Ein Brief aus Amerika. Oil on canvas by Berthold Woltze (ca 1860).

This book argues that Germany’s rise as a global economic power in the nineteenth century is best understood in the context of its expanding relationship with the Atlantic World, and in particular with North America. Between 1820 and 1900, an estimated five million German speakers migrated to the Americas, more than 90 percent of them to the United States. The Migrant’s Spirit reveals how such US-bound emigration, which is often dismissed as a mere symptom of an already extant industrialization process, in fact catalyzed the German lands’ transition to industrial and capitalist modernity in ways we are only now beginning to grasp.

It is a story that reminds us just how futile it can be to explain economic development within a nation by looking at that nation in isolation.

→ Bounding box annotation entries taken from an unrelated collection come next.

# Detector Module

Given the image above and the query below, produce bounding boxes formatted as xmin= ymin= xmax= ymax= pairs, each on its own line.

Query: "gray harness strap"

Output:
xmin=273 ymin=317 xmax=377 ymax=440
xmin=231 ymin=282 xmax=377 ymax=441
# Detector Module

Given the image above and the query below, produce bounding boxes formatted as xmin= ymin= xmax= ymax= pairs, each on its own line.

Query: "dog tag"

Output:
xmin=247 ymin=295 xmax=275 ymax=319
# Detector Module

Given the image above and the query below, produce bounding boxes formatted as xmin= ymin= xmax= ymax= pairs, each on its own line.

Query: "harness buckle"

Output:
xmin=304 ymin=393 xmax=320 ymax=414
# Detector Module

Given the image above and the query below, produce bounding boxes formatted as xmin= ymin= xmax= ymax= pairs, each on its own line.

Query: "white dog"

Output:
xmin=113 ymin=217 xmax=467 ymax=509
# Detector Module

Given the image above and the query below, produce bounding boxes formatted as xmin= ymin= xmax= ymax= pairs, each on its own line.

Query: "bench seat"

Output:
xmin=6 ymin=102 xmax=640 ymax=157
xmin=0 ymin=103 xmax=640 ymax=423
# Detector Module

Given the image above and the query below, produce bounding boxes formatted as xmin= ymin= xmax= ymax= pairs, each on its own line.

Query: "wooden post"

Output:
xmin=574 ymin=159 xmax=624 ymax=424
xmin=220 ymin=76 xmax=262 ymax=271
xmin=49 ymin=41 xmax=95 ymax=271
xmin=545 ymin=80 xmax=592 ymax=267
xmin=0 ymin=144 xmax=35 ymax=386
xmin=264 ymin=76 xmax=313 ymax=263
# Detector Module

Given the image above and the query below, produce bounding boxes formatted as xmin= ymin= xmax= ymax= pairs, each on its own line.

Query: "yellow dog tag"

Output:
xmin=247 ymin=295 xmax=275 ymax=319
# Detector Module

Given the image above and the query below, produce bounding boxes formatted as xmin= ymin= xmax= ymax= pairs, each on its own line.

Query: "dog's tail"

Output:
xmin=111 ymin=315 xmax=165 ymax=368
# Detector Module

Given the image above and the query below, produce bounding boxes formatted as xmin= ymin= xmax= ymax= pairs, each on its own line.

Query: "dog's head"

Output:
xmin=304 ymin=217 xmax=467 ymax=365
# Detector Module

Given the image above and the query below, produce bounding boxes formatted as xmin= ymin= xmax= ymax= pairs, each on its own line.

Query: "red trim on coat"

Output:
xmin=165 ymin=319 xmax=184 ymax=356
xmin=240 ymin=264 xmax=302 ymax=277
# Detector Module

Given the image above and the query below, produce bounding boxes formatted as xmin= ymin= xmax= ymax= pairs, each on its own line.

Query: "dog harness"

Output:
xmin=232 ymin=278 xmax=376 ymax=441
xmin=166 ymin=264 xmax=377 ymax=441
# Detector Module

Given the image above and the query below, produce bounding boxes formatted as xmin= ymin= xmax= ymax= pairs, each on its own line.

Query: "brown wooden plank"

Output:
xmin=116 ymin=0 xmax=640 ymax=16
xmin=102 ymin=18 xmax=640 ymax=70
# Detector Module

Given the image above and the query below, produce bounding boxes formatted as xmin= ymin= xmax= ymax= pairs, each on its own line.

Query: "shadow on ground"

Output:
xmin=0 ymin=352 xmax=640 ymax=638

In the case of German central Europe, our traditional focus on technological ingenuity, state institutions, or even the region’s proximity to Britain has obscured this nation’s most important peculiarity, its intimate relationship with North America. During the second half of the century, the United States and the German Empire both grew rapidly into modern industrial and capitalist nations. They did so not just at the same time but in tandem. The challenge this book takes up is to explain why.  

With its deliberate focus on the stories of individuals—from freedom-seeking peasants and disgruntled artisans to petty politicians and unscrupulous railroad barons, bankers, and corporate titans—The Migrant’s Spirit promises to bring alive the twin human dramas of migration and industrialization for non-specialist audiences. Drawing on empirical evidence assembled from archives in five countries on three continents, it tackles pressing ethical questions about globalization, “backwardness,” inequality, and the yawning rural-urban divide.